If they don’t have the wine you asked for in your price range, you are likely to be asked about alternatives. “We don’t currently have the Mondavi, but have you tried the Blankitee-Blank Vineyards or the Whatsit Winery Cabemets?” the salesperson may reply, thinking that you haven’t tasted them. “Every bit as good as the Mondavi.” Momentary pause, usually accompanied by thoughtful expression. “At roughly the same price, only $3 more per bottle. ”
In the event that the merchant doesn’t have three similar wines from California in the Cabernet category, ask him or her to suggest three comparable wines from another country or region where Cabernet Sauvignon is produced (just about everywhere today) – say, France, Chile or Australia. Maintain the focus on what you originally wanted as much as possible, in terms of either wine type, region or country, price, or familiarity.

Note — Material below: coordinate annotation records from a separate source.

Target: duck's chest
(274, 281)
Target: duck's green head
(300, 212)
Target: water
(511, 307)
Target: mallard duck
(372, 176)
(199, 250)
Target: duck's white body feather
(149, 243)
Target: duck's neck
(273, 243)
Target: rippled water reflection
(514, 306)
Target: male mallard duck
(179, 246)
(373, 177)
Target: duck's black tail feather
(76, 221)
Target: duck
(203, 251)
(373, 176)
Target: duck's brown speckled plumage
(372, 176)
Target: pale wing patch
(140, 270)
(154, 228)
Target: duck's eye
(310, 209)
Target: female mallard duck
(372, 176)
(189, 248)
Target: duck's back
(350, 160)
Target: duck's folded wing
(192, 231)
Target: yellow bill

At this stage, you want to keep requesting information. When you have the alternative wines in front of you, if you have not previously tasted them, press the salesperson to tell you which consumer magazines have rated them and how they did. Unfortunately, I know first hand the widespread lack of genuine wine knowledge among retailers; an authoritative second opinion protects your investment.
If you don’t have the necessary knowledge or experience, choose the one that’s in the middle of your price range or the one closest to your original choice, first by producer, then by grape type, and lastly, by region or country of origin. Never buy more than one bottle of any unfamiliar wine, just in case it fails to fulfil your expectations. Last but not least, never ever be talked into purchasing a 12-bottle case of wine that’s unknown to you, no matter how attractive the case price. You’ll often find out the hard way from whose point of view it’s so spectacular.